Michel Petrucciani (1962-1999) a bien vécu ; c’est mon sentiment après avoir lu le livre que Franck Médioni lui a consacré en 2024 à l’occasion de 25 ans de sa mort. Certes 36 années de vie, c’est peu, mais c’est un an de plus que Mozart et Charlie Parker. Si j’oublie les statistiques idiotes qui catégorisent tout et rien, je vois clairement à la lecture des multiples témoignages recensés (qui se recoupent assez régulièrement) par l’auteur que le pianiste aux os de verre a bouffé la vie à pleine dents, entretenu de belles amitiés, vécu des amours successives passionnées, cumulé les excès, multiplié malgré sa maladie les concerts, au point d’être presque légendaire aujourd’hui. Ce qui demeure, c’est sa musique. Il en a beaucoup joué et Franck Médioni le démontre avec précision. Si tout au long de son ouvrage, les anecdotes décrivent un être tumultueux, généreux et gentil, un peu menteur aussi, fatalement pressé par le temps, c’est le chapitre relatif à l’analyse de son jeu qui a le plus retenu mon attention. Tout ceux qui l’ont vu et écouté ont ressenti le pouvoir de sa main gauche et apprécié sa capacité à faire chanter l’instrument. Certains lui en ont d’ailleurs fait le reproche en le cataloguant dans un jazz pas assez aventureux à leur goût. Mais qu’auraient-ils fait à sa place, coincés dans 99 centimètres de chair et d’os défaillants avec devant les yeux le spectre d’une mort prématurée ? Je ne suis pas un fan ultime et quelques uns de ses disques m’ont laissé de marbre. Nonobstant ce bémol, ces albums en solo, plus particulièrement les derniers, lorsque son jeu commençait à s’épurer, sont des bijoux d’intemporalité à la musicalité époustouflante et ce n’est pas dû au hasard.
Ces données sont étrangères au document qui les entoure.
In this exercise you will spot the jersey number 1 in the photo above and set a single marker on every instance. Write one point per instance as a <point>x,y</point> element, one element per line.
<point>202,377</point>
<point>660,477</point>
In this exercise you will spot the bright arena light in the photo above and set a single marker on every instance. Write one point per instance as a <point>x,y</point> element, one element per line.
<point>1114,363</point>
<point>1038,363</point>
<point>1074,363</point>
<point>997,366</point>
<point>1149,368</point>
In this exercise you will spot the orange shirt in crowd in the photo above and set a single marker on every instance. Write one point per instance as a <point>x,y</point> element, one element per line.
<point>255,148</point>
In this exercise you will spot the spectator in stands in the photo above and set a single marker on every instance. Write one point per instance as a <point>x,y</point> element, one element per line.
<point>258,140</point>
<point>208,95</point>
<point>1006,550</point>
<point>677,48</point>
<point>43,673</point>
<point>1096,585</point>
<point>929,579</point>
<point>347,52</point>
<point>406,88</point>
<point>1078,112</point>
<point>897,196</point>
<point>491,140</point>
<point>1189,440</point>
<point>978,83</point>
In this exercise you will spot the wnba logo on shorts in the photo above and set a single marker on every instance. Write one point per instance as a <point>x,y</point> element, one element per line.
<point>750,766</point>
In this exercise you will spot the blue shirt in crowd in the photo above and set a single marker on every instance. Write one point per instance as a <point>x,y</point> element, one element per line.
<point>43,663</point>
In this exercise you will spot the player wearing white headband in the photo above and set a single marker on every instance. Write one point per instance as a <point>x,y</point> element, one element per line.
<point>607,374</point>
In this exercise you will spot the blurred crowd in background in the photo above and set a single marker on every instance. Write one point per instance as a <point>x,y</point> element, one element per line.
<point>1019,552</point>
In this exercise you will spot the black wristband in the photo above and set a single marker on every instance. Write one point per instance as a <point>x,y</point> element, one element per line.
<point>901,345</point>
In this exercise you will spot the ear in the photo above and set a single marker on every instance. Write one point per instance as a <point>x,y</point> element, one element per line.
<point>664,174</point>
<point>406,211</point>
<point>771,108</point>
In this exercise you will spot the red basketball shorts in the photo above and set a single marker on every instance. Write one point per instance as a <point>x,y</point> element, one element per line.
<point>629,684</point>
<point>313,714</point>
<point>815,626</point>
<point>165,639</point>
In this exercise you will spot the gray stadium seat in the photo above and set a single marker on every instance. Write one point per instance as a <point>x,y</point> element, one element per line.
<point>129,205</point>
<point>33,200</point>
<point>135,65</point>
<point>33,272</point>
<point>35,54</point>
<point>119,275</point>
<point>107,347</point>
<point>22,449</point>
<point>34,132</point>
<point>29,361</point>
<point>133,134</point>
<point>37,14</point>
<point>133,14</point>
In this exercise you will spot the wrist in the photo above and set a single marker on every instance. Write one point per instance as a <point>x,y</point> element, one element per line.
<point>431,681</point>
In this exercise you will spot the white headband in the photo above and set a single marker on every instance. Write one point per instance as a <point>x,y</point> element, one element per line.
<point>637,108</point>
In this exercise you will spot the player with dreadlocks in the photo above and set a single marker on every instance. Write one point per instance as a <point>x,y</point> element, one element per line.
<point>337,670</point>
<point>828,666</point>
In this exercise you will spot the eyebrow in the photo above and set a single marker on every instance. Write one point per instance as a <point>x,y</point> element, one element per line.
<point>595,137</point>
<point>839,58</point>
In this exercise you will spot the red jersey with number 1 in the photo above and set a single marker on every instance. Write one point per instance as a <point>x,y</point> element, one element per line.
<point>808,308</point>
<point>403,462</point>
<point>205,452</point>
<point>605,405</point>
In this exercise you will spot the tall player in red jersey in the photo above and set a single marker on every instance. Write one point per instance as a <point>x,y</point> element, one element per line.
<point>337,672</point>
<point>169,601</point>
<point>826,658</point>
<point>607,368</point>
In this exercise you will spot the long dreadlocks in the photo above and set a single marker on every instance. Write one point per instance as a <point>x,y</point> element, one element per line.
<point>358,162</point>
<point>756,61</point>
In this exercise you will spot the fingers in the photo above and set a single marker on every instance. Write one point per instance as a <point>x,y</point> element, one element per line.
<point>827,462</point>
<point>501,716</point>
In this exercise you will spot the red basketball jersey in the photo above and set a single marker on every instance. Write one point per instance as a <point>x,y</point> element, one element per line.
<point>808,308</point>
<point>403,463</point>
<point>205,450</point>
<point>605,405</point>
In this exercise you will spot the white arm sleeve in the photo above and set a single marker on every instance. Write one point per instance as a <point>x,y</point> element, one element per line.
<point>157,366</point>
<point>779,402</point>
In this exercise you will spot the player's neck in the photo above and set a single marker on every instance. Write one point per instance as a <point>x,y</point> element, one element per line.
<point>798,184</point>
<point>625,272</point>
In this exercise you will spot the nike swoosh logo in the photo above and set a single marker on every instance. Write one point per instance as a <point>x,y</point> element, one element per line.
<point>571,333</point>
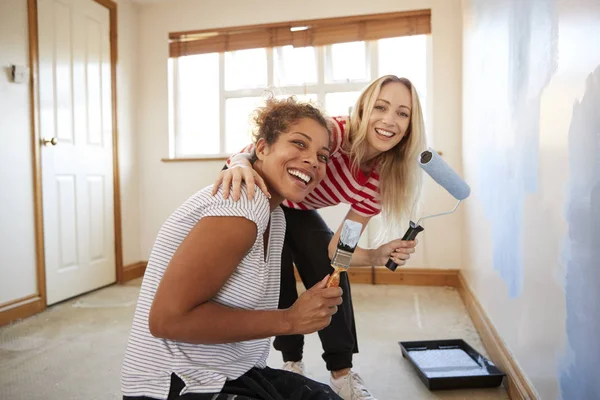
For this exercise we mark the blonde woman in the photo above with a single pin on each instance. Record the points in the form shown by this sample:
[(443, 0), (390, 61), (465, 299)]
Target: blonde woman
[(373, 168)]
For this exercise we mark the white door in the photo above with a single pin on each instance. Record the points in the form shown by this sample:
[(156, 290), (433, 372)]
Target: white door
[(76, 149)]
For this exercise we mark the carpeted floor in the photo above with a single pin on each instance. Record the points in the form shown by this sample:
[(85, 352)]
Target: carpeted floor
[(74, 350)]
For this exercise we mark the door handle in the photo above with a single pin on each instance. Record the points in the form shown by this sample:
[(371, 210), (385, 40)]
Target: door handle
[(50, 142)]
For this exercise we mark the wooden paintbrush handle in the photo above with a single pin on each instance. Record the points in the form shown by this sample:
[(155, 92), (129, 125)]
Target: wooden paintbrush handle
[(334, 279)]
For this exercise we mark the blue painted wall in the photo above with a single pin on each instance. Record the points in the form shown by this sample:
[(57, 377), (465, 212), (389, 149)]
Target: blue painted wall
[(531, 150), (580, 377)]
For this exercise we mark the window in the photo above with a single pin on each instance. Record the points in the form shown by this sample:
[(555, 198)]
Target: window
[(213, 94)]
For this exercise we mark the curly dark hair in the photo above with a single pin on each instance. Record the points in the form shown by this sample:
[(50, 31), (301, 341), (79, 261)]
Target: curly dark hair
[(276, 116)]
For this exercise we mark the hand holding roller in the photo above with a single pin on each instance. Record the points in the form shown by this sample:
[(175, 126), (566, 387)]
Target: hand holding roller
[(446, 177)]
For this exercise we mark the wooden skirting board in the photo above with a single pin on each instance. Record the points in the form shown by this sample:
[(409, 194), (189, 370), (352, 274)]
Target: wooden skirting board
[(517, 384), (20, 308), (402, 276), (31, 305)]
Franck Médioni démontre bien qu’il a été depuis l’enfance un bourreau de travail totalement immergé dans la musique. On n’a rien sans rien. Ceci dit, il faut un peu plus que du travail pour laisser un héritage musical qui perdure. Il se trouve que Michel Petrucciani possédait ce truc en plus, une flamme de vie impétueuse, augmentée par une aisance naturelle à composer des chansons (c’est le terme qu’il utilisait), qui le différencia durant son passage terrestre du commun des pianistes. Cela devrait suffire à lui assurer une place à long terme au panthéon des pianistes de jazz.